This weekend we made a gorgeous Christmas wreath for our dearly departed little love. It’s our tangible Christmas gift to her, handmade with love, right here on the kitchen worktop. This labour of love has already secured it’s place as a family tradition for me, and although I don’t usually get too personal with my blog posts, I thought this might be a lovely thing to share with my readers who are also struggling with the absence of their precious loved one(s) at this time of year.
This year’s wreath is made from two types of eucalyptus branches (one with berries and the other without) and a few stems of pink ranunculus. I chose eucalyptus because of it’s lovely fragrance and the unique beauty of the colour and shape of it’s leaves, and if you’ve read my previous posts on flowers, you’ll know that ranunculus are one of my favourite flowers.
MATERIALS & TOOLS:
- Eucalyptus foliage (I used two types here, with and without berries)

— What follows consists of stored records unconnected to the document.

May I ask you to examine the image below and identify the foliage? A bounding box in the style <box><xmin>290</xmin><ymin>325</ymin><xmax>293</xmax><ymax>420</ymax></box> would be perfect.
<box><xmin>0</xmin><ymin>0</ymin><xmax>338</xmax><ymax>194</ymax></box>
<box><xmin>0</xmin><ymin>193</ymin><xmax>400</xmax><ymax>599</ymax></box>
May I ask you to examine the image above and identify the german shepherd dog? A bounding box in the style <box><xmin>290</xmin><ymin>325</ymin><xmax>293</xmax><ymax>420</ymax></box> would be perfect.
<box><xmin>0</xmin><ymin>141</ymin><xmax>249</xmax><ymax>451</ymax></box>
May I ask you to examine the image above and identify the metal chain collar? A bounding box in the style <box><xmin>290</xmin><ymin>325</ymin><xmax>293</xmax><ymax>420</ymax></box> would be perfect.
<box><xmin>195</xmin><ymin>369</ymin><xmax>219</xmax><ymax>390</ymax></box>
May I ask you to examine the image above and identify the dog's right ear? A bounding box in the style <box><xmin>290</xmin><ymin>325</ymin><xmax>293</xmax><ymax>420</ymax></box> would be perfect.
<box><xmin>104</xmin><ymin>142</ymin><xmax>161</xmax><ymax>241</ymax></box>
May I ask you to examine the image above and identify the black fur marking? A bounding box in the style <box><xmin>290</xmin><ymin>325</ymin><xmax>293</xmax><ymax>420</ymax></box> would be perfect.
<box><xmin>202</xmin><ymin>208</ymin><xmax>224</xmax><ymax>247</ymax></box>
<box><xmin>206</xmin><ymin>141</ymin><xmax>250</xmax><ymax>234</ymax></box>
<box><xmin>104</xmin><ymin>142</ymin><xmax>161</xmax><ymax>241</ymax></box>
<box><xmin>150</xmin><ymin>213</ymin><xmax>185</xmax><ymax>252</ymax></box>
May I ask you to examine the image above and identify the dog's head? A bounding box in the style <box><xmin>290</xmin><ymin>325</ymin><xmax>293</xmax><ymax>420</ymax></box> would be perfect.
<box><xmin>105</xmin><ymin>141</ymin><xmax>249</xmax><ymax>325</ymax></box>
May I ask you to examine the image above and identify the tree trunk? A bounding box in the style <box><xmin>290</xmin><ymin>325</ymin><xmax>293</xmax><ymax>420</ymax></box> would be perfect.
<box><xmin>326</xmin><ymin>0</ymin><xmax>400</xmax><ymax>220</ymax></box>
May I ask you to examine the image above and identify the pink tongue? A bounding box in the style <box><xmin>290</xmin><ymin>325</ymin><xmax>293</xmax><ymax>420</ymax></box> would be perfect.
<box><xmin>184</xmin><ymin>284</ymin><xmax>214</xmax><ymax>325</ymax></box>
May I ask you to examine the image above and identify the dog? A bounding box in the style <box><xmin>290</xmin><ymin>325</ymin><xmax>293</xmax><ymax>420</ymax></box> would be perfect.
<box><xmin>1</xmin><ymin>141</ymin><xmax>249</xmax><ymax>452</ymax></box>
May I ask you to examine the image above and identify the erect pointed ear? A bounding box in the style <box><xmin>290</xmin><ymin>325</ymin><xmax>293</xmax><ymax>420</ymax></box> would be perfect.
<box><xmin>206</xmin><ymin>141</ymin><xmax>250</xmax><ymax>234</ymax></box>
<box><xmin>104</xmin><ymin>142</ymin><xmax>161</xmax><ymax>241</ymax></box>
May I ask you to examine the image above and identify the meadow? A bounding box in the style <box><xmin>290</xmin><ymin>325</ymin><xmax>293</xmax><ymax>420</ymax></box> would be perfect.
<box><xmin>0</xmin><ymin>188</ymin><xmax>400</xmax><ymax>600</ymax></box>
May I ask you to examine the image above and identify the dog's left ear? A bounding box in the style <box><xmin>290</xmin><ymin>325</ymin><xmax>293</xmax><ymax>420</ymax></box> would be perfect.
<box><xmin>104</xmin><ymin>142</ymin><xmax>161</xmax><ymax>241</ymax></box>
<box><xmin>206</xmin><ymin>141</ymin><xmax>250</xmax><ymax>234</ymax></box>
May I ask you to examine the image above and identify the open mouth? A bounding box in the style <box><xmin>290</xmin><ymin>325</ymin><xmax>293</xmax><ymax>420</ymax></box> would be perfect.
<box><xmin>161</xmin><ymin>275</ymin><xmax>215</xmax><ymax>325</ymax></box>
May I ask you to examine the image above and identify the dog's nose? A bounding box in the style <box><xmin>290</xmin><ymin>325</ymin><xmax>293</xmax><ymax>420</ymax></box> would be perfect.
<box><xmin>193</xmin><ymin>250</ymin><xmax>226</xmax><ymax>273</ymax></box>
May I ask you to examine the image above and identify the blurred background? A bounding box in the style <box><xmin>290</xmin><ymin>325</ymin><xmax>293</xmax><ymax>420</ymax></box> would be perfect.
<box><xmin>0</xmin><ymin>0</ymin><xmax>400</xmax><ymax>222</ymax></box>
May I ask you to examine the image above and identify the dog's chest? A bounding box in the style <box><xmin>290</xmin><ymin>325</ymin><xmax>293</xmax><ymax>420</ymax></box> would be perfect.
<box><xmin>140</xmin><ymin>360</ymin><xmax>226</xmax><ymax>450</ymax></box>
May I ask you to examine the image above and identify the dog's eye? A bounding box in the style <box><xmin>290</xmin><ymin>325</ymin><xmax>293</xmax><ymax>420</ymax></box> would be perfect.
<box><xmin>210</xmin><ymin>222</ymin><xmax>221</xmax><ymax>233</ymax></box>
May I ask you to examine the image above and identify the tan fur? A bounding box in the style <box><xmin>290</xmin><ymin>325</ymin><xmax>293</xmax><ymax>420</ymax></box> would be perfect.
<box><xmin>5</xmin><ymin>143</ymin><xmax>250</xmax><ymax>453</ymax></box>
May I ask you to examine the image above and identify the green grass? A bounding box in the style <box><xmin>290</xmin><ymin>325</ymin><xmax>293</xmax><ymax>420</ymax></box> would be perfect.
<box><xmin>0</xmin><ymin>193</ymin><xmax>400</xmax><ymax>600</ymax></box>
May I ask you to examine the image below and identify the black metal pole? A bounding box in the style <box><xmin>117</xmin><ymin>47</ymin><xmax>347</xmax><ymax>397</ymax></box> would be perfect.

- Ranunculus flowers (keep the stems long)
- Cotton string for binding
- A sharp pair of kitchen scissors/trimmers
DIY EUCALYPTUS CHRISTMAS WREATH GUIDE:
1. Lay the eucalyptus branches on your protected work surface singly, so it’s clear to see the quantities and physical characteristics of each. This will aid your order of selection when building the base of your wreath.
2. Working with the natural curves of the branches, arrange the eucalyptus branches without berries in a loose circle with the ends overlapping by approximately 8cm.
USEFUL TIP: Think of this circle as the outer edges of your wreath, as you will mostly be filling the inner sections with more leaves, to give it a softer and more natural appearance as you build.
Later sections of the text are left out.